Not too familiar with a Scout but my betting is, it is the on/off switch for the electric water heater for use when on hook up?

peedee


----------



## Moonlight (Aug 12, 2006)

On our Chieftain its a light switch for inside the battery locker/underfloor storage.


----------



## zulurita (May 9, 2005)

Water heater I would have thought.
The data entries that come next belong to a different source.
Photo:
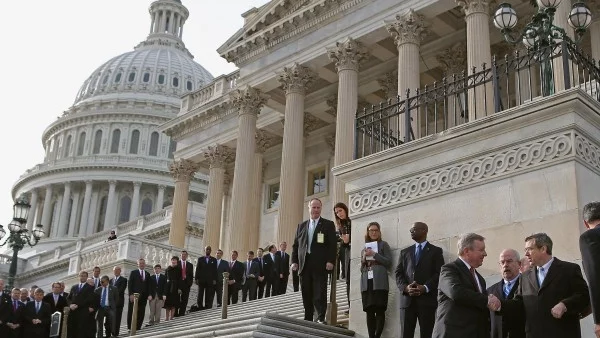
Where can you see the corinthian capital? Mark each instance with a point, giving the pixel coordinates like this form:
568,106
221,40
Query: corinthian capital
348,54
248,100
183,170
218,156
409,27
296,79
475,6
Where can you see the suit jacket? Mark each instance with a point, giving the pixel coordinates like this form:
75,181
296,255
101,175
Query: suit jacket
112,296
284,264
222,266
321,253
121,286
206,272
137,285
563,283
589,244
462,310
509,325
425,272
158,289
41,330
58,306
189,274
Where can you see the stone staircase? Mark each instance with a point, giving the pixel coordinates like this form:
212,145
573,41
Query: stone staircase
278,316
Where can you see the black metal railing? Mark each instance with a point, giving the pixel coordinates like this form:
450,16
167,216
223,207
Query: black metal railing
510,81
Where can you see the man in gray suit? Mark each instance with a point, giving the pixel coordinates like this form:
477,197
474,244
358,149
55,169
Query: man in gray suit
109,298
462,298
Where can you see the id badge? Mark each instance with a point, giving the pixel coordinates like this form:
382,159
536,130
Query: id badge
320,238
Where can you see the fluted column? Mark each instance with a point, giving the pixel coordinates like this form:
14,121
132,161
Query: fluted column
109,217
248,102
183,171
478,52
135,201
85,209
64,211
160,199
347,56
73,216
34,201
295,81
217,156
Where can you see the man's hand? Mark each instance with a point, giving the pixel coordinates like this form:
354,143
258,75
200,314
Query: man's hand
558,310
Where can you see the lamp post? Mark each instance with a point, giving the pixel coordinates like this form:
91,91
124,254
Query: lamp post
540,35
19,235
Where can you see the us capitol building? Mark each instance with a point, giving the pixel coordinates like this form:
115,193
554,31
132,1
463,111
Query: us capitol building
395,107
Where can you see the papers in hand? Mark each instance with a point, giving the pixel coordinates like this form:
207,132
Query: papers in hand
372,246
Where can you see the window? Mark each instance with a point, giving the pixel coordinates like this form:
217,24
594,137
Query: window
97,142
146,206
125,209
81,144
273,196
114,145
135,142
317,181
154,144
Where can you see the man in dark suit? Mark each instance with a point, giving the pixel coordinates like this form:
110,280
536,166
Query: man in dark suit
139,282
120,283
251,271
236,275
462,299
509,325
417,277
187,279
589,244
36,317
552,293
107,308
284,270
313,256
206,279
81,303
272,271
222,266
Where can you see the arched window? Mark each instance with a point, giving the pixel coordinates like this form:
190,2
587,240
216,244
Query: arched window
172,148
125,209
67,146
135,142
81,144
114,146
154,144
97,142
146,206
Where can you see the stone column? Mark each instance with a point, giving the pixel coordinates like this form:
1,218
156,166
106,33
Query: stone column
135,201
73,216
33,209
478,52
64,211
263,142
217,156
248,102
85,209
160,199
183,171
295,81
347,56
109,217
408,30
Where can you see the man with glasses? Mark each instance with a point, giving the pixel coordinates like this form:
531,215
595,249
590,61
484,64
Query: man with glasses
417,277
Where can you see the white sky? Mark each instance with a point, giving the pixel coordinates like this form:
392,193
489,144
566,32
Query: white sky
50,47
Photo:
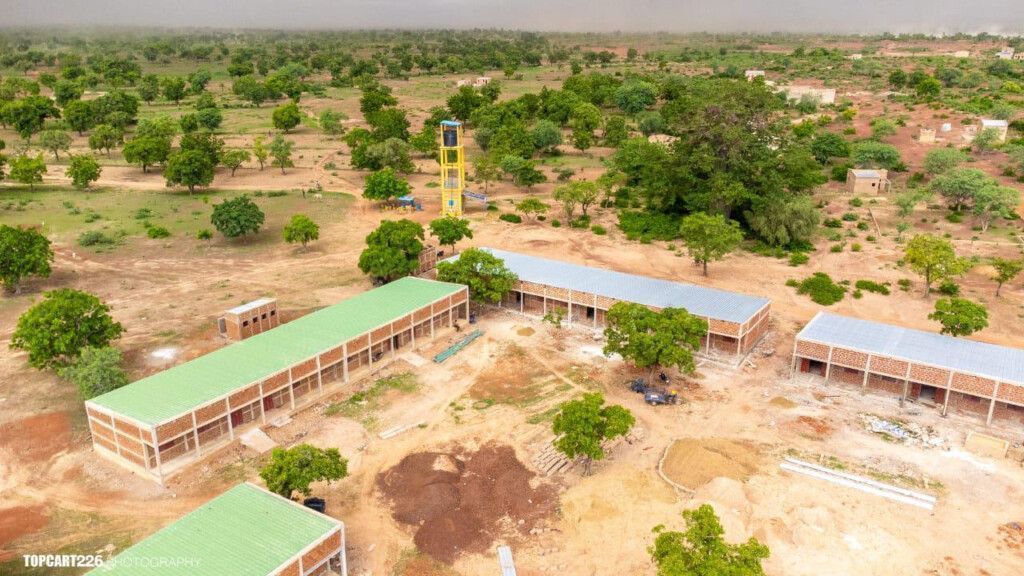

Or maybe for the fridge when on electric.


----------



## wakk44 (Jun 15, 2006)

Perhaps it's for the electric hob, assuming your cooker has 3 gas rings and 1 electric.


----------



## tonka (Apr 24, 2006)

If it has a red light on it then it will be for something that takes a bit of power such as electric stove, water heater etc..
My guess is similar to above, if you have the cooker with 3 gas rings and 1 electric then it's for that electric ring.... Switch it off and try...


----------



## FranknJan (Dec 18, 2007)

Hi Garry
It may be your awning light switch. We have a scout and there is a similar switch but it's high level to the left of the door.
Frank


----------



## 115021 (Jul 31, 2008)

Many thanks for all your help in this matter,i have tried all the above,but still cant find what the switch is for,even contacted Auto Trail and they didnt know.
Well im sure i will find out through time.
Thanks again
Garry


----------



## vidal999 (May 25, 2007)

*Switch*



lonewolf62 said:


> Many thanks for all your help in this matter,i have tried all the above,but still cant find what the switch is for,even contacted Auto Trail and they didnt know.
> Well im sure i will find out through time.
> Thanks again
> Garry


 On my Autotrail it is a switch for the locker light where the battery is kept on the offside of the vehicle


----------



## 113841 (Jun 29, 2008)

Hi

We have the same switch on our Arapaho and it is apperently for a heater in the cold water tank that you can use to stop it freezing.


----------



## stitches (Sep 23, 2008)

HI 

I have a dakota and the switch by the step operates the locker lights.


----------



## TinaGlenn (Jul 7, 2006)

on our Auto trail the switch by the step is for a little light inside and above the habitation door, right next to ours is the switch for the electric step.

Tina


----------



## 111764 (Apr 29, 2008)

lonewolf62 said:


> Hi,
> I have just bought a 1998 Auto Trail Scout,there is a switch with a light on it,its placed on the side of the wooden panel beside our cooker,this switch is real low down near the inner step,we just cant find what this switch is for,we are hoping someone can help with this unknown switch.
> Garry


Hi i used to have a A/Scout and it was the same as my cheiftain the switch you describe is for the door step light fitted into the entry step its self


----------